A rough estimate of the total cost of the wall and the number of miles of wall that would be built suggests that Trump’s wall would cost about $30 million per mile. A top government official who knows the budget line by line detailed to faith leaders last week all the programs that effectively assist low-income families that would need to be cut to pay for Trump’s wall — a wall of fear and of hate.
As I wrote last year (when the government also nearly shut down over wall funding in April 2017), there’s no practical case for this wall:
A 2015 government study indicated that the bulk of illegal drugs that enter the U.S. come hidden in trucks through established border checkpoints, so a wall wouldn’t keep drugs out of the country as Trump claims.
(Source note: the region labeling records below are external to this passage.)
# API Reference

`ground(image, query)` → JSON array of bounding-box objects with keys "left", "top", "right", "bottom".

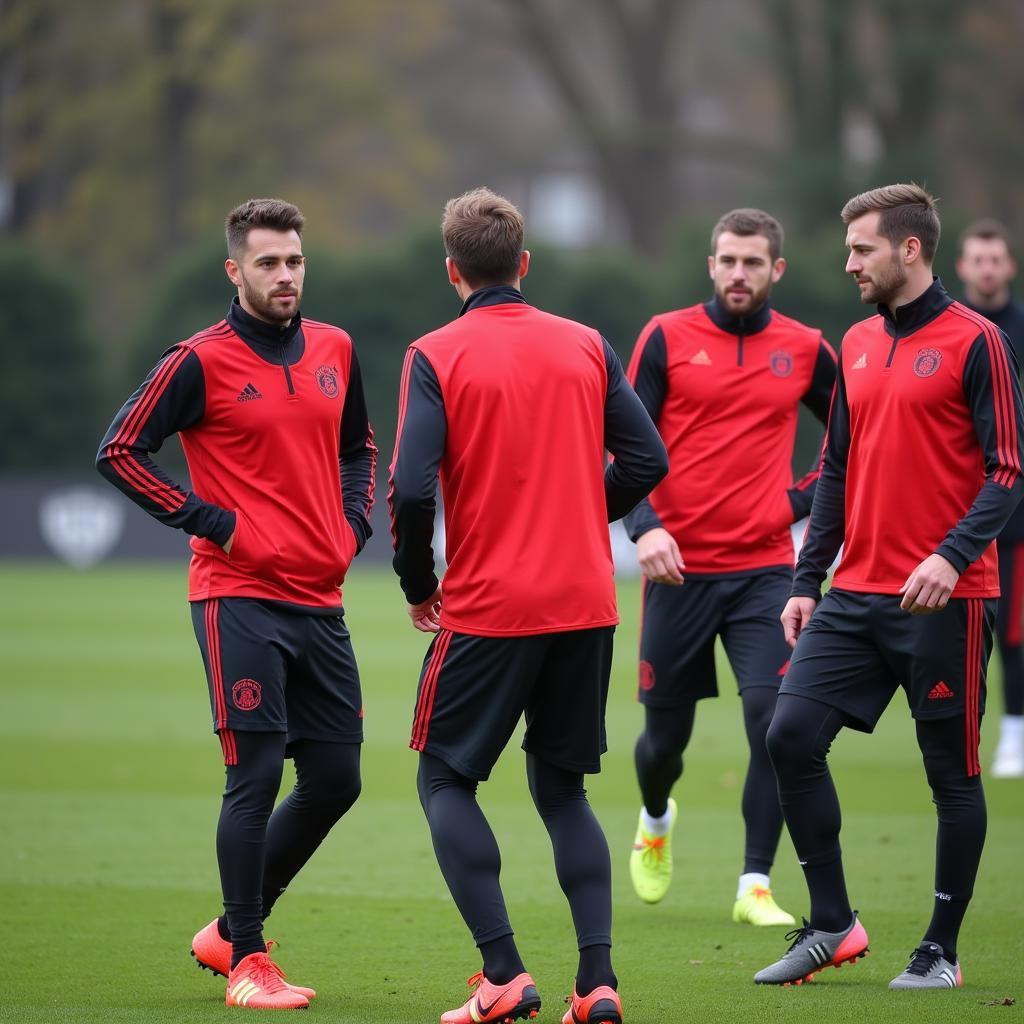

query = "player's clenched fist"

[
  {"left": 637, "top": 526, "right": 686, "bottom": 587},
  {"left": 779, "top": 597, "right": 818, "bottom": 647}
]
As for undocumented immigrants, the Pew Research Center tells us that not only has immigration from Mexico been falling for years, long before Donald Trump took office, but at this point more Mexican immigrants are leaving the United States than are coming in each year.
The communities most impacted by border crossings — those closest to the border, understand that the wall makes no practical or moral sense: There isn’t a single member of Congress that represents a district on the U.S.-Mexico border who supports building a wall.
The public doesn’t support it either: According to a recent poll, “By a 21-point margin — 57 percent to 36 percent — Americans think the president should compromise on the wall to avoid a government shutdown, rather than stand firm.” However, two thirds of Republicans believe he should shut down the government if necessary to secure wall funding.
This is an ungodly wall, being pushed by an ungodly man, for deeply ungodly reasons, and we must make it clear that we as Christians will never allow it to be built on our watch.